Skip to main content

Grafana OnCall

Introduction

Grafana OnCall is a powerful incident response and alert management tool within the Grafana ecosystem. It helps DevOps, SRE (Site Reliability Engineering), and IT teams handle critical alerts efficiently by streamlining the alerting workflow, managing on-call schedules, and coordinating incident responses.

Designed to minimize response times and reduce alert fatigue, Grafana OnCall bridges the gap between monitoring systems that detect issues and the teams responsible for resolving them.
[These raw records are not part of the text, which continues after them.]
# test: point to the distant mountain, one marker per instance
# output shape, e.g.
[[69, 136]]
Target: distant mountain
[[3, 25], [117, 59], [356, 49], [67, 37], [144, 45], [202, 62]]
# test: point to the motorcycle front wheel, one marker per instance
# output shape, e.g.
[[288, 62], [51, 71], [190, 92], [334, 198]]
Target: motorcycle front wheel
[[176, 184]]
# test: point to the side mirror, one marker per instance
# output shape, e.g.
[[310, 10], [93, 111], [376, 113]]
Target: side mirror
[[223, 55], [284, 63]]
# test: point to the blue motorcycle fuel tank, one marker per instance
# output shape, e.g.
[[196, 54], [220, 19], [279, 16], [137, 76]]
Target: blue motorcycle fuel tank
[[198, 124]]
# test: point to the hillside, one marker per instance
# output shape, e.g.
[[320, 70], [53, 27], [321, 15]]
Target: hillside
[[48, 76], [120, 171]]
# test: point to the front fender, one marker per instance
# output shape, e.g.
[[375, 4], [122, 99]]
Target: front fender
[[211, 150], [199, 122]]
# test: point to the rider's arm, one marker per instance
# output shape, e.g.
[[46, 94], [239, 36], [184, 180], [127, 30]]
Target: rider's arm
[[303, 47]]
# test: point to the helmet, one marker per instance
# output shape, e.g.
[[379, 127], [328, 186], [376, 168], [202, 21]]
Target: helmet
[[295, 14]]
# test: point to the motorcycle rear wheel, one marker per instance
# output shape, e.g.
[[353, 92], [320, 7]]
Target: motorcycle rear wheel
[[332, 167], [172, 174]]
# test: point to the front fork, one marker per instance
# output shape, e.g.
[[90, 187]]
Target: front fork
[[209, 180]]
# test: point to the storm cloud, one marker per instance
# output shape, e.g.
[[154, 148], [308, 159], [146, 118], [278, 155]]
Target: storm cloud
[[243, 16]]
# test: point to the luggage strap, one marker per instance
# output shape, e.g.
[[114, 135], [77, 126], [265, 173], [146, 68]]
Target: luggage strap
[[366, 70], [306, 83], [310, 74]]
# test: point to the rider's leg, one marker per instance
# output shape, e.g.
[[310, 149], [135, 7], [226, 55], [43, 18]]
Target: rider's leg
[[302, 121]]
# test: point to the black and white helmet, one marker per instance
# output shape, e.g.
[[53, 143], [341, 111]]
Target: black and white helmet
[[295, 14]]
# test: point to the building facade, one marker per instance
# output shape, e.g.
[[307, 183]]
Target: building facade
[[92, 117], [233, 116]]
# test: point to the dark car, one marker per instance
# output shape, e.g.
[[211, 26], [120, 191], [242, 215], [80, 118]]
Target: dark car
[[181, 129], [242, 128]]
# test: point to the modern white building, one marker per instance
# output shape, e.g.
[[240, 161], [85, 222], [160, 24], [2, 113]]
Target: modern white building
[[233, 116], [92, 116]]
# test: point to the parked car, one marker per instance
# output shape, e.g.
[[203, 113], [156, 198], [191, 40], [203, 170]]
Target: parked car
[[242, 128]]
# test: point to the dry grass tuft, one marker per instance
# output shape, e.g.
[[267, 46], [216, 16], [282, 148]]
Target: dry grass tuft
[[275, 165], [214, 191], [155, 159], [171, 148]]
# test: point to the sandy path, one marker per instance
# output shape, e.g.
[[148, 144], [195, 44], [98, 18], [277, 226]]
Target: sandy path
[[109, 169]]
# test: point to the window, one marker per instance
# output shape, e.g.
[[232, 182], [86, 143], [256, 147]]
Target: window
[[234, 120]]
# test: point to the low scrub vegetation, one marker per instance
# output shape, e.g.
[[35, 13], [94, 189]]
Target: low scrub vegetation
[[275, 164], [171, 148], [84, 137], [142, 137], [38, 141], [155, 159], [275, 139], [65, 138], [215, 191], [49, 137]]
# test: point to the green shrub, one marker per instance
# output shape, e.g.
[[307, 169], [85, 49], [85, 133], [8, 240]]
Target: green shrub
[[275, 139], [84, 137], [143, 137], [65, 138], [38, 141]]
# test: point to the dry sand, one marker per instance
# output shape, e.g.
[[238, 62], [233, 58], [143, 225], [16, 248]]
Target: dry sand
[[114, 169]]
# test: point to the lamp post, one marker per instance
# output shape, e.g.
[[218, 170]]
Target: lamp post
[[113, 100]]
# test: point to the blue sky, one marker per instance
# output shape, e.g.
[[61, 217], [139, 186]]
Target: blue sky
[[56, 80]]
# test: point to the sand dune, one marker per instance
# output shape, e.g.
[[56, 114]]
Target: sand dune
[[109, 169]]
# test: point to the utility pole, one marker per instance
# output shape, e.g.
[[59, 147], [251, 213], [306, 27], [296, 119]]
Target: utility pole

It's an essential component for organizations aiming to maintain high system availability and implement effective incident management practices.

What is Grafana OnCall?

Grafana OnCall is an open-source incident response tool that:

  1. Centralizes alerts from multiple monitoring systems
  2. Manages on-call rotations to ensure the right people are notified at the right time
  3. Coordinates incident responses through escalation policies and automated workflows
  4. Provides insights into alert patterns to help teams improve their incident management processes

Originally developed as a standalone product called "Amixr," it was acquired by Grafana Labs and integrated into the Grafana ecosystem, offering both open-source and enterprise versions.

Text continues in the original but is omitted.